If you have ever been in sales, you will understand the frustrations of trying to sell products or services that customers do not want. Product management is necessary and the crux of getting saleable products or services into the marketplace.

A product manager’s key responsibilities include:

  • Managing a product/service life-cycle from research, conceptualization , design, prototyping, testing,costing, promotion,improvement to its end of life.
  • Monitors the operating plan to support efforts to increase market share and achieve revenue with profit for the key stakeholders.
  • Designs alongside marketing the go to market strategies to educate,inform the market about its offerings in order to deliver leads.

As a product manager, the role is a central aggregation of information from various stakeholders such as competitors, marketing, operations, customers, prospects and government agencies. To succeed in product management, the information gathered must be crunched and analyzed in order to harness the hidden business intelligence that can be used to inform the evolution of a product road map.

4 key characteristics of a successful product manager as follows:

1. Working with business intelligence and not gut feelings

The product manager will be continually asked why and the product manager must always be able to answer why with facts and figures support by evidence. It is much more powerful than answering with opinions of self or any others.

2. Getting the priorities in order

There is always an infinite amount of things that should be done but with finite resources. The product manager regularly struggles with resources to develop new products and also budget to push the product into the market.  There will be a need to weight the pros and cons of each, continually measure the competing issues to be in line with the company’s growth strategy and revenue plans.

3. Saying no

There will be plenty of times that someone will tell you a certain new product or feature will rock the market or the engineer telling you to trim a function because it will delay the development.

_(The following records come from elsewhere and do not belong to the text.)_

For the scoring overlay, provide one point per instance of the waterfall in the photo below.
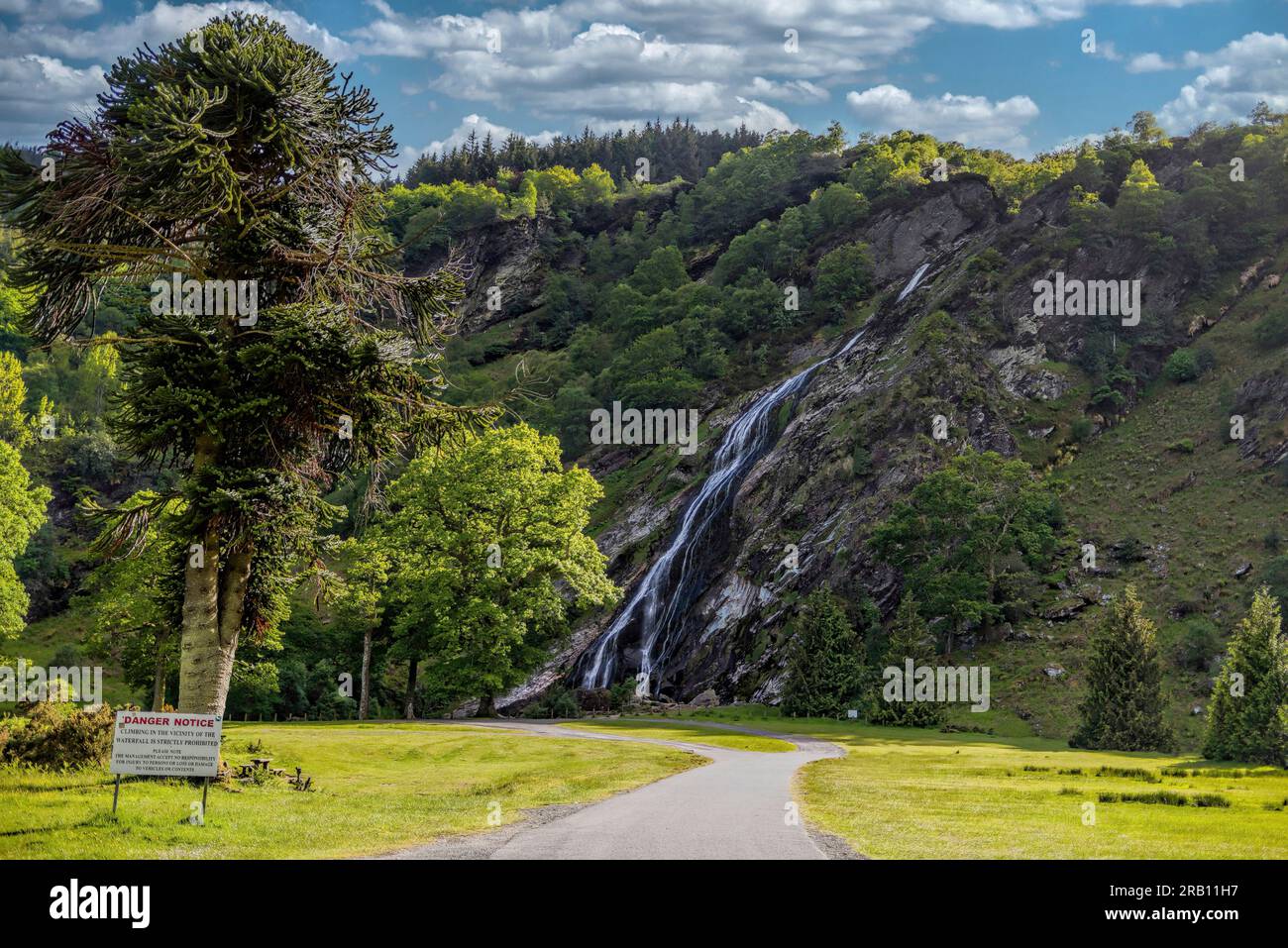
(913, 282)
(670, 584)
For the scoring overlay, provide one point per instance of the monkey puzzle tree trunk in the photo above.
(365, 700)
(159, 674)
(410, 707)
(213, 607)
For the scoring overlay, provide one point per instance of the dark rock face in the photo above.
(802, 515)
(1262, 401)
(505, 256)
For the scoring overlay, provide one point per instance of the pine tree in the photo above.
(825, 664)
(1248, 710)
(239, 158)
(910, 639)
(1124, 708)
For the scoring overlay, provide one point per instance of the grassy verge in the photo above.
(378, 788)
(691, 733)
(926, 794)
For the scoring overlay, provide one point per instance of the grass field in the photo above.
(691, 733)
(378, 788)
(906, 793)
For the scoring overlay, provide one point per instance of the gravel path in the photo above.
(738, 806)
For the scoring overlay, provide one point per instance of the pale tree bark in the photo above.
(410, 707)
(159, 674)
(365, 700)
(214, 601)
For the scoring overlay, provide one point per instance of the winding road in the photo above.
(738, 806)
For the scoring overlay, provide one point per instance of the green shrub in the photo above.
(861, 462)
(1167, 797)
(1196, 644)
(1181, 366)
(619, 694)
(1271, 330)
(557, 702)
(60, 736)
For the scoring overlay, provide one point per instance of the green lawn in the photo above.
(926, 794)
(692, 733)
(378, 788)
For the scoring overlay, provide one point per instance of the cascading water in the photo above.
(670, 583)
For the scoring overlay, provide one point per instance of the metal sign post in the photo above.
(166, 743)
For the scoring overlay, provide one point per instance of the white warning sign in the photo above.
(166, 743)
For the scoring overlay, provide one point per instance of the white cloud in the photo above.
(967, 119)
(720, 62)
(481, 127)
(161, 24)
(51, 11)
(40, 50)
(38, 91)
(1149, 62)
(1234, 78)
(791, 90)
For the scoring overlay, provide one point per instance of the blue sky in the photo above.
(1006, 73)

If those request undermine the key objectives of the plan, you have say no. The key is learning how to articulate the rejection with evidence and making the constituents understand your reason for saying no.

4. Transparency

No one should ever be in the dark about what is happening. Get everyone on board onto the same page by constantly communicating your prioritization, product road maps and the “whys” behind them. This will ensure maximum possible collaboration across the different functions together and to move forward as a team efficiently.